Influence, but don't manipulate
Have you ever tried to change a co-worker's mind and failed miserably?
Not only is it frustrating, it may hurt your career.
But Rob Jolles, an expert on influence, says you can help people stop procrastinating and make a decision. The key is asking the right questions.
First, you must get the person to admit he has a problem. This requires some diplomacy because you don't want to launch into your theory of the problem and its solutions.
Jolles suggests avoiding the word “problem” and instead use terms like “concerns” or “challenges” that won't put a person on the defensive.
During this stage you also should listen carefully and ask questions, such as “What concerns do you have about this project not being done on time?”
“You've got to be able to think on your feet,” Jolles says. “You want to keep asking questions that will keep the conversation going. You need to be patient.”
That means you can't jump in with a just-do-it attitude.
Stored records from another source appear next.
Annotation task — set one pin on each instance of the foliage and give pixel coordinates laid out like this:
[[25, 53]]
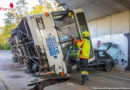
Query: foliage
[[14, 17], [5, 35]]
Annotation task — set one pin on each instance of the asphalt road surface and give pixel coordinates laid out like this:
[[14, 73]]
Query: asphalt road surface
[[14, 78]]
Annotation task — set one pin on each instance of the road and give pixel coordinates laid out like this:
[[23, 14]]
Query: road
[[14, 78]]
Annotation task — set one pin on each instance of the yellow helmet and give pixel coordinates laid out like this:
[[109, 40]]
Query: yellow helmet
[[85, 34]]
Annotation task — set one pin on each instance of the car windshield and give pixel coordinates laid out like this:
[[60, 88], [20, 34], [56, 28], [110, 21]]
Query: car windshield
[[104, 46]]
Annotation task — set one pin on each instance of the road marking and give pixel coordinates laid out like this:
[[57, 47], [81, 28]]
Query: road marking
[[122, 78]]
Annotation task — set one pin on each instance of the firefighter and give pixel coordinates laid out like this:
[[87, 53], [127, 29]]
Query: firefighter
[[83, 54]]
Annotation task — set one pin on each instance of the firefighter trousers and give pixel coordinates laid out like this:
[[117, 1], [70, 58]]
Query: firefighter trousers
[[84, 69]]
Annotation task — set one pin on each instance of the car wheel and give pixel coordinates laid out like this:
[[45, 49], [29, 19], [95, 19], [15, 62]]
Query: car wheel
[[108, 67]]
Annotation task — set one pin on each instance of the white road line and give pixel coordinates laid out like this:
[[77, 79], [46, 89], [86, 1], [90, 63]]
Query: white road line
[[127, 79]]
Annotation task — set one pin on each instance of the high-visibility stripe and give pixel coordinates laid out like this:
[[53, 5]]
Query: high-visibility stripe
[[84, 72]]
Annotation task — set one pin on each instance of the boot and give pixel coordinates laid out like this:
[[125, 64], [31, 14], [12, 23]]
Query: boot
[[84, 78]]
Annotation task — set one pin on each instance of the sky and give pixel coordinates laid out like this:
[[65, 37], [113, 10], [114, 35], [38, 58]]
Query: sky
[[5, 4]]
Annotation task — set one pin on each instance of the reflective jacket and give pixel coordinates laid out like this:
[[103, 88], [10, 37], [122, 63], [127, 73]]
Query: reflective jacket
[[84, 48]]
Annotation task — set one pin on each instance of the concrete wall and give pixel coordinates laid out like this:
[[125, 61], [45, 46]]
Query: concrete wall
[[113, 29], [110, 25]]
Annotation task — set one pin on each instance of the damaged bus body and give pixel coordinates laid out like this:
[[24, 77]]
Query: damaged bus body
[[44, 42]]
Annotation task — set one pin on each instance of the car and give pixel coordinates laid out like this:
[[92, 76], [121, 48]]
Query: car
[[103, 61]]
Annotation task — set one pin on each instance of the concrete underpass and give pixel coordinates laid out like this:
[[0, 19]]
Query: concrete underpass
[[108, 22]]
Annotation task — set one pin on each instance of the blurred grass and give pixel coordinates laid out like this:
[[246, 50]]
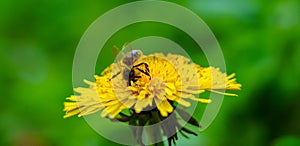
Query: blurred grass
[[260, 42]]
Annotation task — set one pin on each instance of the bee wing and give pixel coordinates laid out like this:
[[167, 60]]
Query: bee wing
[[116, 51]]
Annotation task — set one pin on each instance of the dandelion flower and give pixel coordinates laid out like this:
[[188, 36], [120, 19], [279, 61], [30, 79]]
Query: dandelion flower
[[155, 83]]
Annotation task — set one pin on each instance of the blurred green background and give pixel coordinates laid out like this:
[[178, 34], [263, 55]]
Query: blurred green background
[[260, 41]]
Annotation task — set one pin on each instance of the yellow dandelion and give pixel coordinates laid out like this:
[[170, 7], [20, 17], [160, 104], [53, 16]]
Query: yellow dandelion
[[170, 78], [150, 86]]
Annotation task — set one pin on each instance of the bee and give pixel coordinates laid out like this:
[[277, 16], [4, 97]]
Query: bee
[[131, 72]]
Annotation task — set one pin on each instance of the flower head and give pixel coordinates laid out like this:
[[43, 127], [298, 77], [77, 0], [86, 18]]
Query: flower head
[[150, 87], [160, 82]]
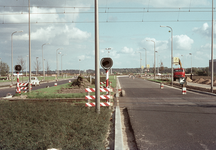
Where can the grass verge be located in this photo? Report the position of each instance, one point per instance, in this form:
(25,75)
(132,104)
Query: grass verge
(45,125)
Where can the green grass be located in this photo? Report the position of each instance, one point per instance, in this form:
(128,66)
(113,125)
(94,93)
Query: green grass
(45,125)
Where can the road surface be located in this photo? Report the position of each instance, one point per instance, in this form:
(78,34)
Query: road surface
(164,119)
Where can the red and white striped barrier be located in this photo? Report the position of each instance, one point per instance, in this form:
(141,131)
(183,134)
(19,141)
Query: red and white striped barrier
(23,84)
(161,85)
(101,97)
(101,90)
(93,104)
(184,90)
(17,87)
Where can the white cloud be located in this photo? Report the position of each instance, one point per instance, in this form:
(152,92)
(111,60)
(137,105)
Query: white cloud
(127,50)
(182,42)
(59,33)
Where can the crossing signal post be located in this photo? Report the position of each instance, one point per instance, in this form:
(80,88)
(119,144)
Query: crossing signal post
(18,68)
(106,63)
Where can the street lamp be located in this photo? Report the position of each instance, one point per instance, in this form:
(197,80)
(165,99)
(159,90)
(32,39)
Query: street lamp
(43,60)
(140,63)
(26,64)
(36,66)
(191,64)
(61,62)
(154,57)
(156,60)
(171,51)
(57,61)
(79,66)
(145,58)
(12,54)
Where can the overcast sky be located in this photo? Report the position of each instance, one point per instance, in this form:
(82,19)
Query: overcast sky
(124,26)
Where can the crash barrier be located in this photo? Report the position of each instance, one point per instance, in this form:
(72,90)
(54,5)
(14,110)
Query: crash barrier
(90,97)
(184,90)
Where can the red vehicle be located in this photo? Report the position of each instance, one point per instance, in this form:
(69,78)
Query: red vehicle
(179,72)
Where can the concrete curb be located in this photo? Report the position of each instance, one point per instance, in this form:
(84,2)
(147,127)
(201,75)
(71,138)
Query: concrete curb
(188,89)
(118,130)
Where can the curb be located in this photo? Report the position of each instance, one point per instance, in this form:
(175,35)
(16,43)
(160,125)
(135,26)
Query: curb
(191,90)
(118,130)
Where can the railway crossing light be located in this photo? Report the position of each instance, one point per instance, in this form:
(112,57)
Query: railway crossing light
(106,63)
(18,68)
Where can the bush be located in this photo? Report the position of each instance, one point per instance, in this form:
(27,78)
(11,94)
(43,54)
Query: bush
(45,125)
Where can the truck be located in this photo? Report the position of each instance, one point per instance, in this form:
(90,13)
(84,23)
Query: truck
(179,72)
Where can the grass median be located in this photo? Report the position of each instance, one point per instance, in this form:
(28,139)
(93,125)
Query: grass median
(28,125)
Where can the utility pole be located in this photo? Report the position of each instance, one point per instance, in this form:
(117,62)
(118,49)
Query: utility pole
(29,50)
(212,52)
(97,69)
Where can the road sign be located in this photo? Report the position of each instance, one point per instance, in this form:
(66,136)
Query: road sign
(175,60)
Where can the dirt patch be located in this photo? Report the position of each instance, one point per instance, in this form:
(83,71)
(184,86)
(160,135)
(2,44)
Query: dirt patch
(128,135)
(71,90)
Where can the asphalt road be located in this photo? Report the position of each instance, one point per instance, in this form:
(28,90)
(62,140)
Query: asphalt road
(4,91)
(164,119)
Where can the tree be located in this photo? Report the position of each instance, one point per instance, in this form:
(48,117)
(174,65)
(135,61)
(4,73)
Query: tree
(4,69)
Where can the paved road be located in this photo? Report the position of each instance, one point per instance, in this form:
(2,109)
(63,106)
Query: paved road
(3,92)
(166,119)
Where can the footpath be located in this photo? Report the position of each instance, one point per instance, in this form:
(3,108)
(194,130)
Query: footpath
(161,119)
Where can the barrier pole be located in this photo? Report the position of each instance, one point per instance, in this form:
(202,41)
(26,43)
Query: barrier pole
(17,88)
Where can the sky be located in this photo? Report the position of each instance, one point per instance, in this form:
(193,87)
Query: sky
(128,28)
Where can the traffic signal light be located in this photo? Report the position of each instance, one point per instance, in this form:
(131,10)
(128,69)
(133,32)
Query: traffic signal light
(106,63)
(18,68)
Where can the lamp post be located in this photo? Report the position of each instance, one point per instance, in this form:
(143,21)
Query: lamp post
(61,63)
(36,66)
(43,60)
(79,66)
(171,52)
(156,60)
(12,54)
(57,61)
(145,58)
(154,57)
(191,64)
(140,63)
(212,51)
(26,64)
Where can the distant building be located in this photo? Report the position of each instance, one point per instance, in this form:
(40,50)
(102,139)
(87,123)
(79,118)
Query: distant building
(213,65)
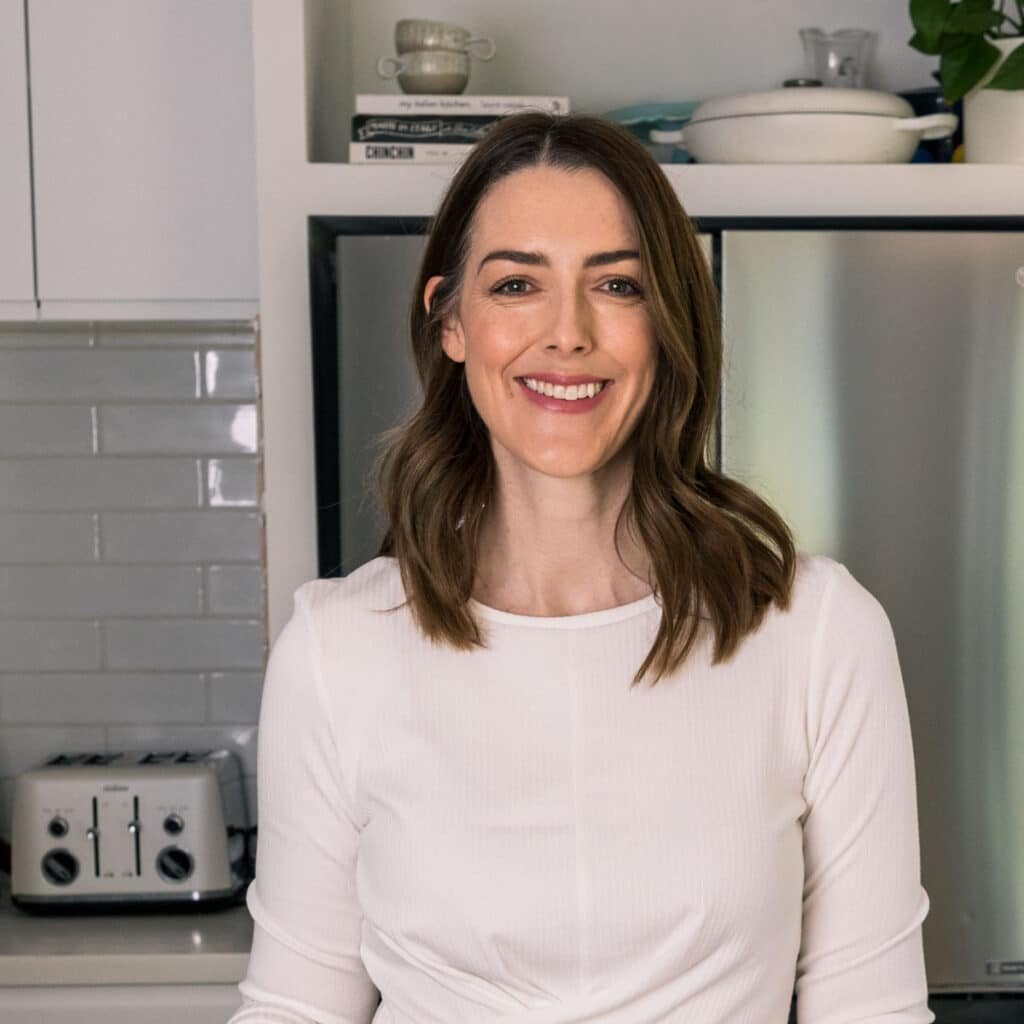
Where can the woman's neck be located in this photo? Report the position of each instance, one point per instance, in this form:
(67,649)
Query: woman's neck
(547,546)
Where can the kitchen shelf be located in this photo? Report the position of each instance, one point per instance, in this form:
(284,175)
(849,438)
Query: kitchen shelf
(709,189)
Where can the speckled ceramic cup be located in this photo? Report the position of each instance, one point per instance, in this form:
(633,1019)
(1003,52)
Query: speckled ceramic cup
(427,71)
(415,34)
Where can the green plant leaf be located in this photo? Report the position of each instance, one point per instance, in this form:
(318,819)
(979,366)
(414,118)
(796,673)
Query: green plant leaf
(973,16)
(1011,73)
(964,64)
(929,16)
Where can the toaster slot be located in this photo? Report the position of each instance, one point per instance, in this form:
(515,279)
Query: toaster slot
(93,834)
(134,828)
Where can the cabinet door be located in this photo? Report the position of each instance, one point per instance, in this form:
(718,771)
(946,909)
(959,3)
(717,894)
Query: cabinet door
(17,299)
(144,157)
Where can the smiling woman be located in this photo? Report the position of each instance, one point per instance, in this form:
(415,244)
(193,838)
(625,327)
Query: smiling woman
(470,810)
(559,256)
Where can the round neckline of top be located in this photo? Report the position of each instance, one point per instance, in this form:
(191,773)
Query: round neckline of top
(585,619)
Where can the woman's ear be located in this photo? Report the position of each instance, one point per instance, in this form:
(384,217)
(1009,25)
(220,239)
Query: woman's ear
(452,337)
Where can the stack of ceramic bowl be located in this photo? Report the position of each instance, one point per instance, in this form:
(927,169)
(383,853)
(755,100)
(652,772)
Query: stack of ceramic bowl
(433,56)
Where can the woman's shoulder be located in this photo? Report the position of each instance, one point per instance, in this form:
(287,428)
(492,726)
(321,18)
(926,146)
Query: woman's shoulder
(825,591)
(375,586)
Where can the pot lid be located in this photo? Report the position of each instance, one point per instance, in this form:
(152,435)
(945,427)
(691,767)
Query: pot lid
(804,99)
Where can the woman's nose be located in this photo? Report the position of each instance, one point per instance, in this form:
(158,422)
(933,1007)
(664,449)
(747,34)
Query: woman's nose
(571,330)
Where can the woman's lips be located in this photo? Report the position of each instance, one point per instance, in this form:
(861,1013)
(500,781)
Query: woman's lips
(560,404)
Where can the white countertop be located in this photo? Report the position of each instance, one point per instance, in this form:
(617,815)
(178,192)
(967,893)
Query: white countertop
(210,947)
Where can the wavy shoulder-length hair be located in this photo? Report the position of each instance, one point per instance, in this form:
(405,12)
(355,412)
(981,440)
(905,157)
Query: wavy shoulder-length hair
(719,552)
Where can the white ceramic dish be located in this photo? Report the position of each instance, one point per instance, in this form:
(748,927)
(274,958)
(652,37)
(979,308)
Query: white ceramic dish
(810,125)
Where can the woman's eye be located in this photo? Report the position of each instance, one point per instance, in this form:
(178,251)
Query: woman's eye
(620,286)
(505,289)
(631,287)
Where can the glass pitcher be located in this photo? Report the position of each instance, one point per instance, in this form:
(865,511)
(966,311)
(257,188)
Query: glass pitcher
(838,58)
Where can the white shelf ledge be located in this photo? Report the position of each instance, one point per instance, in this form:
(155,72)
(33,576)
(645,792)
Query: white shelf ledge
(714,189)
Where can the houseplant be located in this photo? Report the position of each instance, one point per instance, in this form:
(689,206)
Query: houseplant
(980,45)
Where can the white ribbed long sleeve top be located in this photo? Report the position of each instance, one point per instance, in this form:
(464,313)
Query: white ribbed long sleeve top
(515,835)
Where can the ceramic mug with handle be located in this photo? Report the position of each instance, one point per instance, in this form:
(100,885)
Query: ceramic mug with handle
(421,72)
(413,34)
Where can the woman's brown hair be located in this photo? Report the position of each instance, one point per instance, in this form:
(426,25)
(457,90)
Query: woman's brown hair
(719,551)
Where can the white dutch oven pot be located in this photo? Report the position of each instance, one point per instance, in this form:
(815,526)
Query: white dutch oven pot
(808,125)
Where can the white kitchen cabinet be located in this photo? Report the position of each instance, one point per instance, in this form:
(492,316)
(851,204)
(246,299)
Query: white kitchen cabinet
(17,300)
(143,147)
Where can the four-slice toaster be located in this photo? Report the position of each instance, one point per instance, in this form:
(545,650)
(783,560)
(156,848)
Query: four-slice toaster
(130,829)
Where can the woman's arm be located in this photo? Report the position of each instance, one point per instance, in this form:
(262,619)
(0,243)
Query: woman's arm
(305,965)
(861,960)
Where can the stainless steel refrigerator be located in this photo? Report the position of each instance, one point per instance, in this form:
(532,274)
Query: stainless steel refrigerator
(873,392)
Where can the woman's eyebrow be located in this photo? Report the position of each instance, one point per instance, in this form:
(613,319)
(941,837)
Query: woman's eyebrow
(539,259)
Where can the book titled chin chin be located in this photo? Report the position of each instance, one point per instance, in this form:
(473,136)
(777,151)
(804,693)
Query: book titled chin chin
(408,153)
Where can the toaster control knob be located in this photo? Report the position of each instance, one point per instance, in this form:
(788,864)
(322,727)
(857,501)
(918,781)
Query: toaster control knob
(59,867)
(173,824)
(174,864)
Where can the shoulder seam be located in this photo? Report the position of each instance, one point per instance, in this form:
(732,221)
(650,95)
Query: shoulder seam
(815,651)
(302,604)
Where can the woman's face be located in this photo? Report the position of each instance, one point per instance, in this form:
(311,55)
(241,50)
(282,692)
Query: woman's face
(552,324)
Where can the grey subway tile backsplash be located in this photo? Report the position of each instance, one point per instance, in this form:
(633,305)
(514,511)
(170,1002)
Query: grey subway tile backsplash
(235,696)
(95,591)
(241,738)
(131,580)
(82,375)
(25,747)
(229,374)
(235,590)
(103,698)
(38,336)
(177,335)
(45,428)
(198,536)
(183,644)
(231,482)
(198,428)
(97,483)
(34,645)
(47,537)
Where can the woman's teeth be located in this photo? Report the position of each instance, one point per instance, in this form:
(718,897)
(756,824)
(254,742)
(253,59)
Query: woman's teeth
(566,393)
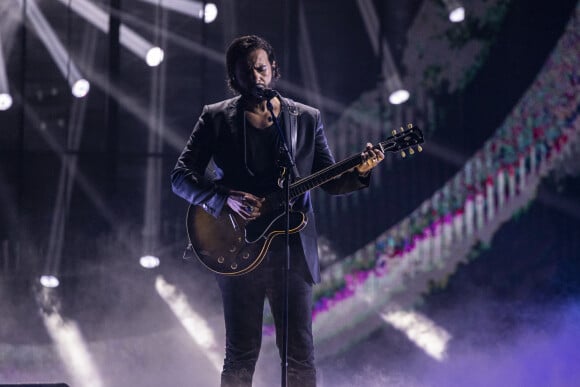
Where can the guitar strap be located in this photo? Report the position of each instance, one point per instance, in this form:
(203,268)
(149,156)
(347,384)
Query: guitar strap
(291,125)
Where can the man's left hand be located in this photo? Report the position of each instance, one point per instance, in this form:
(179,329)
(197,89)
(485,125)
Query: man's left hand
(372,157)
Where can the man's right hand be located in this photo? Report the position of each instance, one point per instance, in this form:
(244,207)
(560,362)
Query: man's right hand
(245,204)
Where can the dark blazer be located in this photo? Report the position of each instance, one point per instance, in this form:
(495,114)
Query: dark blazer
(213,162)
Instead you must get a person to think about the what-if scenarios of not taking action.
He says his research shows that 4 of 5 people admit that something in their life requires a change, but they also admit that they're not doing anything about it.
The third stage of the process involves using more subtle questions to get a person to look at the issue as a whole: “So, overall, what do you think the ramifications for the future of this department will be of not meeting the project deadline?” you might ask.
The reason you try to get a person to see the long-term effect is because “people don't generally fix small problems. They fix big ones,” Jolles says.
Jolles, author of “How to Change Minds: The Art of Influence Without Manipulation,” says he doesn't want workers to believe this method is underhanded.
“Influence is often associated with unethical behavior because people may feel like they're being pushed into a situation that benefits someone else,” he says. “But the difference is the intent. You truly believe influencing someone else is for the better.”
Another key to successfully influencing someone is to understand that it's OK for the other person to voice objections, Jolles says.
“Just because someone is pushing back doesn't mean it's a bad thing,” he says.
He offers some ways to handle objections when they come up:
• Clarify the objection. A colleague may not state his real grievance in the beginning.
The true reason for his displeasure may be embarrassing, or he may become confrontational when the conversation begins. Try asking questions about specific concerns so you fully understand.
• Acknowledge it. Show empathy.
Let the other person see you understand his objection before you move to correct the misunderstanding.
• Move on. If you feel you've addressed the complaint but the person keeps bringing it up, confirm you've addressed it and move on.
Finally, Jolles says anyone who fears crossing the ethical line between manipulation and influence can ask the question: “Am I seeking to help the other person — or just myself?”